Operationally, Circle’s treasury teams use the Mint account just as they would a banking portal: balances are verified, transfers are initiated, approvals are applied, and receipt is confirmed, now with always-on confirmation instead of business-hour-bounded confirmation. Within Mint, treasury teams can set role-based permissions, enforce dual approval requirements, and monitor transactions in near real time.

The win isn’t just faster settlement. It’s faster settlement without weakening controls. With USDC in Mint, we keep segregation of duties, approvals, and auditability intact, while getting confirmation on a timeline that matches the business.”
Transaction-level reporting in Mint is designed to support reconciliation and downstream accounting, so stablecoin settlement can fit cleanly into close without adding new manual steps. Specifically, Mint reporting aligns to the ISO 20022 camt.053 end-of-day statement standard and includes bank-grade end-to-end IDs (e.g., payment/reference IDs) that let teams match on-chain/settlement events to internal ledgers and third-party accounting systems for reconciliation from initiation through posting.
Making USDC settlement viable at close cadence also required back-office readiness, not just the ability to move value. In parallel with adopting USDC for this workflow, Circle invested in accounting and reconciliation enablement, including improvements to transaction reporting and integration paths into third-party accounting software (including Oracle), so reporting and close workflows can mature from manual steps toward more programmatic operations.
As the workflow evolved, the question has shifted from “is this possible” to “can this scale operationally,” with an emphasis on multi-entity administration, reporting, and reconciliation at close cadence. As usage scales, multi-entity administration becomes the gating factor, not settlement.
Mint is built to support multi-entity operations across accounts and Circle’s own deployment has reinforced the importance of reducing operator overhead at close cadence.
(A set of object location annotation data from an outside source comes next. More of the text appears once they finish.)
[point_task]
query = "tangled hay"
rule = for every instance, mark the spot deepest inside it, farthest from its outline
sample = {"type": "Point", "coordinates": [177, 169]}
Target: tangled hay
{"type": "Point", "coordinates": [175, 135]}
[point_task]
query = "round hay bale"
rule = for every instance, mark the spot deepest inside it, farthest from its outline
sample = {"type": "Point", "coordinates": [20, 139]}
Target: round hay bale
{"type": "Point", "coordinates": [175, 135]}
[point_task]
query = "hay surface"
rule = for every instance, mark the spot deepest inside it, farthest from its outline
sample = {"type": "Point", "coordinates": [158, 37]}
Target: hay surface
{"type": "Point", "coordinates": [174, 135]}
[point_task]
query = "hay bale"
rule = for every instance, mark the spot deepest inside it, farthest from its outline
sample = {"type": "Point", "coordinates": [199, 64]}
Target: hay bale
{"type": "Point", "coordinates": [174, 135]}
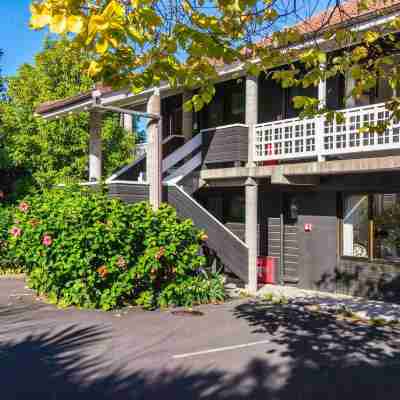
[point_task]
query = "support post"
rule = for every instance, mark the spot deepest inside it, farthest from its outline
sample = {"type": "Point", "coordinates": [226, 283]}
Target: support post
{"type": "Point", "coordinates": [251, 113]}
{"type": "Point", "coordinates": [187, 118]}
{"type": "Point", "coordinates": [154, 151]}
{"type": "Point", "coordinates": [95, 154]}
{"type": "Point", "coordinates": [251, 231]}
{"type": "Point", "coordinates": [127, 122]}
{"type": "Point", "coordinates": [321, 119]}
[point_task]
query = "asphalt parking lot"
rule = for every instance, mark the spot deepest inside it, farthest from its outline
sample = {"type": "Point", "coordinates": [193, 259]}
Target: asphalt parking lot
{"type": "Point", "coordinates": [239, 350]}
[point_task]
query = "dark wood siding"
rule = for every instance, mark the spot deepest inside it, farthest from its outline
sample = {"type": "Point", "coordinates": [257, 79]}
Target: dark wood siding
{"type": "Point", "coordinates": [376, 279]}
{"type": "Point", "coordinates": [169, 146]}
{"type": "Point", "coordinates": [225, 145]}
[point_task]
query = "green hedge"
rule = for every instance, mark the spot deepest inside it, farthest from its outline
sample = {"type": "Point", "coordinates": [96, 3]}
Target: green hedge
{"type": "Point", "coordinates": [83, 248]}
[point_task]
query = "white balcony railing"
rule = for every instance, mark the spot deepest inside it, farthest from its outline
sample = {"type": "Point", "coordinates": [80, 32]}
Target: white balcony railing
{"type": "Point", "coordinates": [309, 138]}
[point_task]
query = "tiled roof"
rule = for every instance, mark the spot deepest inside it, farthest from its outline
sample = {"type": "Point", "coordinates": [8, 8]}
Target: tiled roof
{"type": "Point", "coordinates": [346, 11]}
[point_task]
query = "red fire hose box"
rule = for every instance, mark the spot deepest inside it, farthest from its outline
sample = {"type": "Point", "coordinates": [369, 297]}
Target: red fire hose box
{"type": "Point", "coordinates": [267, 270]}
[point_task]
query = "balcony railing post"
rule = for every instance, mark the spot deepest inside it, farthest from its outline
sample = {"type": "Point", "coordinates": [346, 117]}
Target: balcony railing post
{"type": "Point", "coordinates": [251, 114]}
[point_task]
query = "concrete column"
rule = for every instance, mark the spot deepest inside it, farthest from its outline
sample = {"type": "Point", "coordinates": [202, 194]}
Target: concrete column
{"type": "Point", "coordinates": [251, 113]}
{"type": "Point", "coordinates": [127, 122]}
{"type": "Point", "coordinates": [251, 231]}
{"type": "Point", "coordinates": [321, 119]}
{"type": "Point", "coordinates": [154, 152]}
{"type": "Point", "coordinates": [187, 118]}
{"type": "Point", "coordinates": [95, 156]}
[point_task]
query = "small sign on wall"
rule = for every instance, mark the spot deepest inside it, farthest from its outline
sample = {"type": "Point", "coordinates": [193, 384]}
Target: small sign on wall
{"type": "Point", "coordinates": [307, 227]}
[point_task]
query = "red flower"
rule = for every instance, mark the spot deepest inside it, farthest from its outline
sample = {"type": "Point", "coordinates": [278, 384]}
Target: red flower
{"type": "Point", "coordinates": [204, 237]}
{"type": "Point", "coordinates": [16, 232]}
{"type": "Point", "coordinates": [24, 207]}
{"type": "Point", "coordinates": [47, 240]}
{"type": "Point", "coordinates": [34, 222]}
{"type": "Point", "coordinates": [121, 263]}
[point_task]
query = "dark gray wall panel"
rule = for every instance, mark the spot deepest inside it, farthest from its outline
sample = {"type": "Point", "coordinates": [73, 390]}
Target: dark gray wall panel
{"type": "Point", "coordinates": [232, 253]}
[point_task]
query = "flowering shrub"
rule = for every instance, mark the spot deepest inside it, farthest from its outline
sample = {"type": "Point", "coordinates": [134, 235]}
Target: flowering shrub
{"type": "Point", "coordinates": [85, 249]}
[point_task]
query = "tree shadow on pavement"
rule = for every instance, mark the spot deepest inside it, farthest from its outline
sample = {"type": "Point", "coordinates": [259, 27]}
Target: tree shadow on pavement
{"type": "Point", "coordinates": [328, 358]}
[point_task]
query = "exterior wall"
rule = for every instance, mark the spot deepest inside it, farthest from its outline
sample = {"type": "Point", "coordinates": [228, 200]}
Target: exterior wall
{"type": "Point", "coordinates": [318, 248]}
{"type": "Point", "coordinates": [225, 145]}
{"type": "Point", "coordinates": [129, 193]}
{"type": "Point", "coordinates": [310, 255]}
{"type": "Point", "coordinates": [319, 266]}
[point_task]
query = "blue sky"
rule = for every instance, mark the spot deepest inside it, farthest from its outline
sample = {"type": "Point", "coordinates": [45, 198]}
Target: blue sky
{"type": "Point", "coordinates": [18, 42]}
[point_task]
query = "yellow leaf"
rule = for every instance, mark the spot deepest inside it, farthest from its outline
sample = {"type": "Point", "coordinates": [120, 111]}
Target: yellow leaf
{"type": "Point", "coordinates": [102, 46]}
{"type": "Point", "coordinates": [136, 35]}
{"type": "Point", "coordinates": [114, 42]}
{"type": "Point", "coordinates": [75, 23]}
{"type": "Point", "coordinates": [94, 68]}
{"type": "Point", "coordinates": [58, 24]}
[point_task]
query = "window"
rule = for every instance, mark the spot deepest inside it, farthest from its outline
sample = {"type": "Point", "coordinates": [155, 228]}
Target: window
{"type": "Point", "coordinates": [387, 226]}
{"type": "Point", "coordinates": [371, 226]}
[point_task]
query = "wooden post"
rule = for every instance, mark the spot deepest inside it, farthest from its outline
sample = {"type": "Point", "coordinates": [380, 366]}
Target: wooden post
{"type": "Point", "coordinates": [95, 154]}
{"type": "Point", "coordinates": [154, 151]}
{"type": "Point", "coordinates": [251, 231]}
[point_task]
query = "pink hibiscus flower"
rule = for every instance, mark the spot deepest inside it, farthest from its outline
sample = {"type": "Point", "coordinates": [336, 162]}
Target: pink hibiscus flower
{"type": "Point", "coordinates": [24, 206]}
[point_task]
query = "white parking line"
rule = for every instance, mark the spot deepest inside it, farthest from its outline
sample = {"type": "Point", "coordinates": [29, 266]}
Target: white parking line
{"type": "Point", "coordinates": [217, 350]}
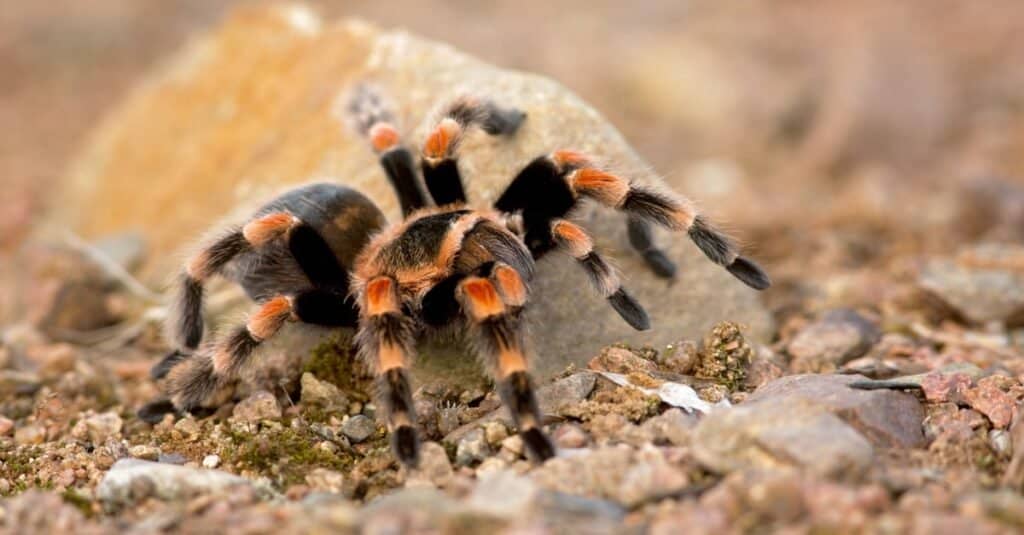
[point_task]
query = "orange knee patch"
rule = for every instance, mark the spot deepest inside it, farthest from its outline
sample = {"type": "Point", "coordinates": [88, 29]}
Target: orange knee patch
{"type": "Point", "coordinates": [481, 298]}
{"type": "Point", "coordinates": [606, 188]}
{"type": "Point", "coordinates": [381, 296]}
{"type": "Point", "coordinates": [270, 227]}
{"type": "Point", "coordinates": [269, 318]}
{"type": "Point", "coordinates": [572, 238]}
{"type": "Point", "coordinates": [441, 140]}
{"type": "Point", "coordinates": [511, 285]}
{"type": "Point", "coordinates": [569, 159]}
{"type": "Point", "coordinates": [383, 136]}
Circle has developed product enhancements intended to streamline multi-entity operations across Mint accounts, including reducing the operational burden of switching between accounts, simplifying internal transfers between Mint accounts, and supporting more programmatic accounting workflows through a transaction reporting API as integrations mature. These updates to Mint will be rolling out in March 2026.
Unlocking faster close and cash redeployment
Circle’s USDC-enabled treasury workflow demonstrates that always-on settlement can support real treasury throughput. In a single month, Circle Treasury reported moving more than $68 million in USDC-settled transactions in 11 flows across 8 entities in under 30 minutes, compared with a one-to-two-day settlement and clearance timeline typical in a fiat environment (and sometimes up to three days).
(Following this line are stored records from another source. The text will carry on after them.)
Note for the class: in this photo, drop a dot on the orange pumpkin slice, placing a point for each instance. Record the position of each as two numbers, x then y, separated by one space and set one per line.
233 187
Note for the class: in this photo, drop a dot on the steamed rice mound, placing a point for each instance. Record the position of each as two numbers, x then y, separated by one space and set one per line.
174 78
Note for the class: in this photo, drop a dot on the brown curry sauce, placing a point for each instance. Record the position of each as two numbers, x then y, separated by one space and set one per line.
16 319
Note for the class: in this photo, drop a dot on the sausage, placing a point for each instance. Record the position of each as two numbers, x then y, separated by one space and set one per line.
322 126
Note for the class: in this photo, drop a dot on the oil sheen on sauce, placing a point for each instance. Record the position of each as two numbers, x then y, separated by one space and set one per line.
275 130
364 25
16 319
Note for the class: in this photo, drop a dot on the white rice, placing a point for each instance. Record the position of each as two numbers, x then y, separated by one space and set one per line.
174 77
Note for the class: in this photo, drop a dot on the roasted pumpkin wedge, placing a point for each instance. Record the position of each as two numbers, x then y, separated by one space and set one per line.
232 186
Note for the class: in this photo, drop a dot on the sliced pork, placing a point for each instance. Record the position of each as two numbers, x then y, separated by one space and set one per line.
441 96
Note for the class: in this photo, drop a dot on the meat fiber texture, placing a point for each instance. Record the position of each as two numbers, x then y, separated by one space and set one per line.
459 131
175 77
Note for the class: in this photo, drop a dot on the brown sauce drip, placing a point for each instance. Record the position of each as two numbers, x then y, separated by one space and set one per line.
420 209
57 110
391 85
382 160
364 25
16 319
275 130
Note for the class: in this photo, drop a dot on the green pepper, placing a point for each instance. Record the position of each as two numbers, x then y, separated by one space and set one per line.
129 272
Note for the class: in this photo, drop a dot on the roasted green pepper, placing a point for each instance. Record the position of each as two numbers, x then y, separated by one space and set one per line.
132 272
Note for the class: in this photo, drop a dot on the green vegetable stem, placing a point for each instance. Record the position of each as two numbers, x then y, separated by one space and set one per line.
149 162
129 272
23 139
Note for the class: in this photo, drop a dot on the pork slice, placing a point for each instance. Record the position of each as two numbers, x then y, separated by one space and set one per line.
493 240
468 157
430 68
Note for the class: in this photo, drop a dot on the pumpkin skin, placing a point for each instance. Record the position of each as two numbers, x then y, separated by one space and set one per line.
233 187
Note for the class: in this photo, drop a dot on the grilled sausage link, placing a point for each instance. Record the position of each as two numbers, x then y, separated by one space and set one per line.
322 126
The practical implication isn’t only speed. It’s compression of the cash-in-transit window and a reduction in the operational drag that comes with it, including idle cash needed to pre-fund bank accounts. When confirmation shrinks from days to minutes, the workload tied to tracking, follow-ups, and uncertainty falls away. Treasury teams can act with greater confidence that balances reflect reality.
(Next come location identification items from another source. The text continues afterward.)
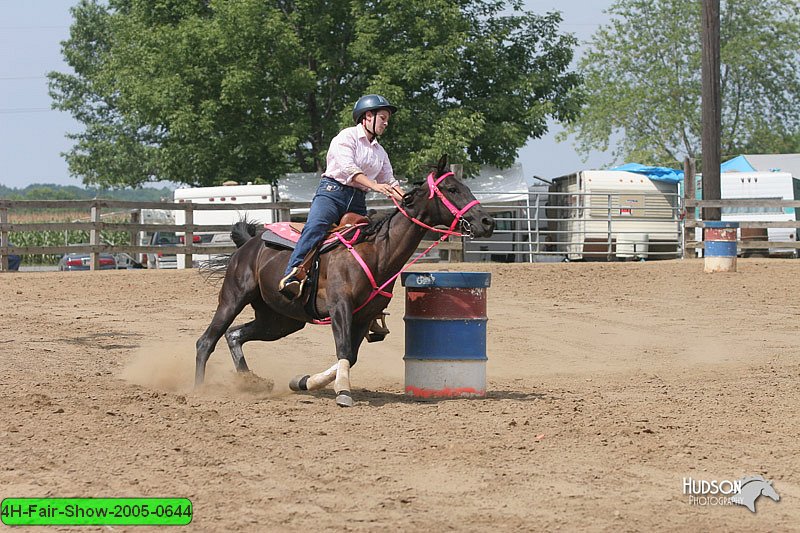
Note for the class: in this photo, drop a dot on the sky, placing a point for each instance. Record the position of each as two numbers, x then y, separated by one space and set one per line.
33 136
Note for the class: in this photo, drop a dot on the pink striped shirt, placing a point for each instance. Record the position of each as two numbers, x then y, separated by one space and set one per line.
351 153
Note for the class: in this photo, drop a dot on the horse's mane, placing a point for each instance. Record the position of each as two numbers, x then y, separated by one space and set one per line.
378 220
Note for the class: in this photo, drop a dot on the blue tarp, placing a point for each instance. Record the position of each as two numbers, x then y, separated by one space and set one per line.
737 164
654 173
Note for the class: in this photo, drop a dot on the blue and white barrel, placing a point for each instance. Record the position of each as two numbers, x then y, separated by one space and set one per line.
719 246
445 354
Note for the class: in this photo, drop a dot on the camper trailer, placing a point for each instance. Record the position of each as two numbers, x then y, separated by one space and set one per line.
762 185
614 215
223 195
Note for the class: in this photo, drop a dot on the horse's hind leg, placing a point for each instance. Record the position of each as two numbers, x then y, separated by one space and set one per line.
267 326
233 297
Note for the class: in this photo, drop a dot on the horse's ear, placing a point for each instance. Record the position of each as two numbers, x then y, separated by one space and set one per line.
442 166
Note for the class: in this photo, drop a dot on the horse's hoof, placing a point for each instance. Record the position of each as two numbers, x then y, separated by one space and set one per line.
343 399
298 383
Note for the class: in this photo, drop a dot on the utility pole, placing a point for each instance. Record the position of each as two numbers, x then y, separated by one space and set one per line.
712 108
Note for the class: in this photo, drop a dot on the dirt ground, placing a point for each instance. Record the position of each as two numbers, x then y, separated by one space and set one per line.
608 385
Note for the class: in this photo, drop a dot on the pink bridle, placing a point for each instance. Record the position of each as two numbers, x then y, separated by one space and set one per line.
433 185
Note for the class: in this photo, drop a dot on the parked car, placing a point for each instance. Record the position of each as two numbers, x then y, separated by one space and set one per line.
163 259
82 261
126 261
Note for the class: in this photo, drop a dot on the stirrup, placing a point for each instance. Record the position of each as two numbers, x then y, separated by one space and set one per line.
378 329
290 286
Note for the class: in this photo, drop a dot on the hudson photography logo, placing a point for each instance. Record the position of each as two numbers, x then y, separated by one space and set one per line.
744 491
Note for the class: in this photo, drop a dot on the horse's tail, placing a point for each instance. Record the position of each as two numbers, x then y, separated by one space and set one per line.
241 232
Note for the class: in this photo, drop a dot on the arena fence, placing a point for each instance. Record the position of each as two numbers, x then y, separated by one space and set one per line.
539 226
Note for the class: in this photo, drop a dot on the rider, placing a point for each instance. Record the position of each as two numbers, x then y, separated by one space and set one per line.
356 164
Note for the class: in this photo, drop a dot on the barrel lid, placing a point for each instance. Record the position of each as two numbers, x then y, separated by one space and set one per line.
446 279
720 224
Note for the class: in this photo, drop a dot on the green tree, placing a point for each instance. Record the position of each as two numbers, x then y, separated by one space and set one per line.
643 80
201 91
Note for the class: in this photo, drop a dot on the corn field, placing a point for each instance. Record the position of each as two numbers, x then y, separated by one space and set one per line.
60 238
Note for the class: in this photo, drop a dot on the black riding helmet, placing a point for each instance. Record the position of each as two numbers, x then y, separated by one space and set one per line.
371 102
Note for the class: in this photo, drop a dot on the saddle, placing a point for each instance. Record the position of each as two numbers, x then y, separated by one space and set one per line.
286 235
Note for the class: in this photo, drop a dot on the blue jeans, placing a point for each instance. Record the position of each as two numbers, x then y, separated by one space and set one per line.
329 204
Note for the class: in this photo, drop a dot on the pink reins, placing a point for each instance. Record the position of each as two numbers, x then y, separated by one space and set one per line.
433 185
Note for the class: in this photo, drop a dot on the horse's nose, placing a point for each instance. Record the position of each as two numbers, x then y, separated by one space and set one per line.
488 224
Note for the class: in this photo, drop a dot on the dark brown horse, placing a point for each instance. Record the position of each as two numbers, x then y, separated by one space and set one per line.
253 273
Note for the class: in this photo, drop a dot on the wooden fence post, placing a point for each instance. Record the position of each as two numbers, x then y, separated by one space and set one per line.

Close execution compressed as well. Circle completed approximately 90% of intercompany settlements related to transfer pricing activity in a single day, processing more than 26 manual transfer pricing movements. The execution window tightened from days to minutes. Tail risk from open items dropped concurrently. Completion timing during close became more consistent.
Even for domestic flows, always-on settlement reduced reliance on banking cutoffs and shortened time to close. As we expand this workflow to more global entities and currencies, these benefits are expected to only increase.
Circle’s USDC-enabled intercompany workflow shows that faster settlement isn’t just a payments upgrade. It’s an operating advantage on a daily basis and at month-end close. By shrinking confirmation from days to minutes, treasury reduces the cash-in-transit gap, eliminates much of the follow-up work that accumulates around exceptions, and gains higher confidence that reported balances reflect reality. With Mint’s permissions, approvals, audit trail, and reporting built in, stablecoin settlement can increase speed without weakening controls, freeing treasury teams to focus on forecasting, liquidity, and strategic cash deployment.